Vi prego di avere come sfondo una problematica precisa: il cambiamento radicale della posizione della donna di cui Dante, più che attore, è solo un testimone. Per illustrare questo cambiamento, prenderò l’avvio dall’amor cortese.
L’amor cortese
L’amor cortese nasce in Provenza, si estende in Germania, in Italia e altrove, un secolo e mezzo prima di Dante. L’amor cortese è la più grande rivoluzione avvenuta nell’Occidente cristiano nel campo della relazione amorosa tra l’uomo e la donna.
Andrea Cappellano, uomo di Chiesa del XII secolo, è il teorico dell’amor cortese. “L’amore è una passione naturale che nasce dalla vista della bellezza dell’altro sesso” 2 , egli scrive. L’amor cortese non è un amore platonico, è un amore carnale. Tuttavia l’oggetto d’amore deve rimanere inaccessibile. E’ più importante la tensione del desiderio che la realizzazione del godimento. Il godimento carnale non è escluso, ma la Dama si concederà solo quel tanto che il desiderio resti insoddisfatto e impedire così alla passione di scemare.

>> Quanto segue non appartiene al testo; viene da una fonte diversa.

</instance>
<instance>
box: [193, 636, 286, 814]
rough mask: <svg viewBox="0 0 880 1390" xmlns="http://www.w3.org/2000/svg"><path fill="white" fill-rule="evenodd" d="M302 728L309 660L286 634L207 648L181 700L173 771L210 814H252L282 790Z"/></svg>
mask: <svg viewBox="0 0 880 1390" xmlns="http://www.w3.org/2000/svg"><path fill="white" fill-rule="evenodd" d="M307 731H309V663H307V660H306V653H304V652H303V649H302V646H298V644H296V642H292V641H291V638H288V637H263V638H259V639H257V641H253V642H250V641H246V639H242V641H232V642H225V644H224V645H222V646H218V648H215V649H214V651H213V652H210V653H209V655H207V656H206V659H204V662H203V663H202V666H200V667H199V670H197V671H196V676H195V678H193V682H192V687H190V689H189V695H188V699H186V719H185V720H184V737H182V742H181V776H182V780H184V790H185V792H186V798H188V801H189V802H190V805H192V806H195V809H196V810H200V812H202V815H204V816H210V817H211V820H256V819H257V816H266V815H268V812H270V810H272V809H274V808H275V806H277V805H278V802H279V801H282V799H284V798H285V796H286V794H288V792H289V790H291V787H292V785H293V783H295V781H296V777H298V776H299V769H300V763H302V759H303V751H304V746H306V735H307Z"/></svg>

L’inaccessibilità dell’oggetto amato è sancito dallo statuto sociale: la Dama è sempre la donna di un altro ed è, dal menestrello, elevata al rango di sovrana. Il vero amore può nascere solo in queste condizioni. Se incontri popolane che ti piacciono, dice Andrea Cappellano, “non esitare ad acconsentire alle tue voglie e prendile di forza 3 ”. Farà piacere a te e forse anche a loro. Ma non è amore. E’ amore quando ti indirizzi a una Dama di alto rango che si concede poco a poco, gradatamente o non si concede mai, almeno totalmente. L’atto sessuale completo uccide il desiderio. E l’ascesi serve solo per una raffinata erotica. Sono un uomo di Chiesa, egli conclude, ma sono concepito nel peccato, e pecco di lussuria “naturalmente” 4 .

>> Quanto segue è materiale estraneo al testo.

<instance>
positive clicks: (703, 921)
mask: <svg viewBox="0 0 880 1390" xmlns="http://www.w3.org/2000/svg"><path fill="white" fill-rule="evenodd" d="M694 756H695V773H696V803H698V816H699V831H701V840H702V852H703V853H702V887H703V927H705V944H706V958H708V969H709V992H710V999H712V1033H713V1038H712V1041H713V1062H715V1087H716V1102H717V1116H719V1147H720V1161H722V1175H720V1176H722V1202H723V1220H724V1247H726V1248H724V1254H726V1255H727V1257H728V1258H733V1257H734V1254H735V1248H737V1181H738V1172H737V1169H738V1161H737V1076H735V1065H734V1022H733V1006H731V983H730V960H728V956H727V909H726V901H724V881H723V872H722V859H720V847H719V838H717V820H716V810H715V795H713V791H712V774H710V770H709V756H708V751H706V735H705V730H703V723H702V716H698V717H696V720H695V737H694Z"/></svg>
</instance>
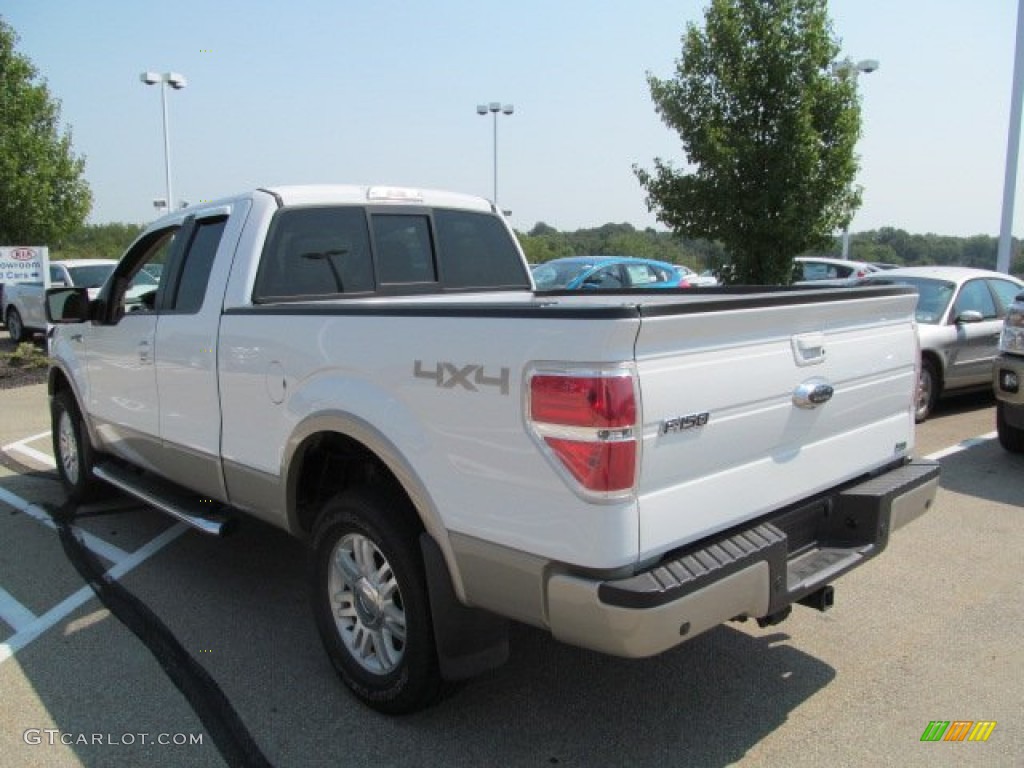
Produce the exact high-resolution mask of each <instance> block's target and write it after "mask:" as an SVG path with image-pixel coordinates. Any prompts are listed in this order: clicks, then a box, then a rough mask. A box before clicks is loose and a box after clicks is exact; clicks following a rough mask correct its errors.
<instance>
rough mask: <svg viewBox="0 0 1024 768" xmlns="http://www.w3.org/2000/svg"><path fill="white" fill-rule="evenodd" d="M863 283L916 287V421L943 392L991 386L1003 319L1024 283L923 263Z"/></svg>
mask: <svg viewBox="0 0 1024 768" xmlns="http://www.w3.org/2000/svg"><path fill="white" fill-rule="evenodd" d="M864 283H867V284H877V283H897V284H902V285H907V286H911V287H912V288H914V289H916V291H918V294H919V299H918V313H916V314H918V324H919V326H918V335H919V338H920V340H921V379H920V384H919V388H918V408H916V419H918V421H919V422H922V421H924V420H925V419H927V418H928V417H929V415H930V414H931V413H932V410H933V409H934V408H935V403H936V402H938V399H939V397H941V396H942V395H944V394H946V393H949V392H964V391H968V390H972V389H984V388H987V387H990V386H991V385H992V361H993V360H994V359H995V355H996V352H997V342H998V338H999V332H1000V331H1001V329H1002V318H1004V317H1005V316H1006V314H1007V309H1008V308H1009V306H1010V304H1011V303H1012V302H1013V300H1014V297H1015V296H1016V295H1017V294H1019V293H1020V292H1021V290H1022V289H1024V282H1022V281H1020V280H1017V279H1016V278H1013V276H1011V275H1009V274H1004V273H1002V272H993V271H989V270H987V269H973V268H970V267H962V266H927V267H901V268H899V269H887V270H885V271H884V272H881V273H876V274H873V275H871V276H869V278H867V279H866V280H865V281H864Z"/></svg>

Lacan considera l’amor cortese una forma di sublimazione, anzi un “paradigma della sublimazione” 5 , poiché dà “a un oggetto, che in tal caso è chiamato la Dama, il valore di rappresentazione della Cosa” 6 . Al “luogo dell’essere” 7 , viene la donna. Ma la donna non vi viene “in quanto donna, ma in quanto oggetto del desiderio” 8 . L’amor cortese, che Lacan ci dice essersi sviluppato come un’ “epidemia sociale” 9 , non solo dimostra l’incidenza del significante, ma rivela il posto strutturale di das Ding, collegato con la sublimazione, effetto di una privazione dovuta all’ “inaccessibilità dell’oggetto” 10 . Sublimazione che, del resto, sussiste anche quando la Dama si mostra compiacente alle attenzioni sessuali del menestrello. Infatti non solo l’ “oggetto sessuale può fare la sua comparsa (…) nella sublimazione” 11 , ma può addirittura rivelare qualcosa della struttura, come dimostra quel poema di Arnaut Daniel 12 , in cui la Dama chiede allo spasimante di “cornarle” 13 nel sedere, mettendo a nudo, “grazie a raffinati significanti” 14 il vuoto di das Ding. La Cosa, nel registro della sublimazione, dice Lacan, è sempre “rappresentata da un vuoto” 15 .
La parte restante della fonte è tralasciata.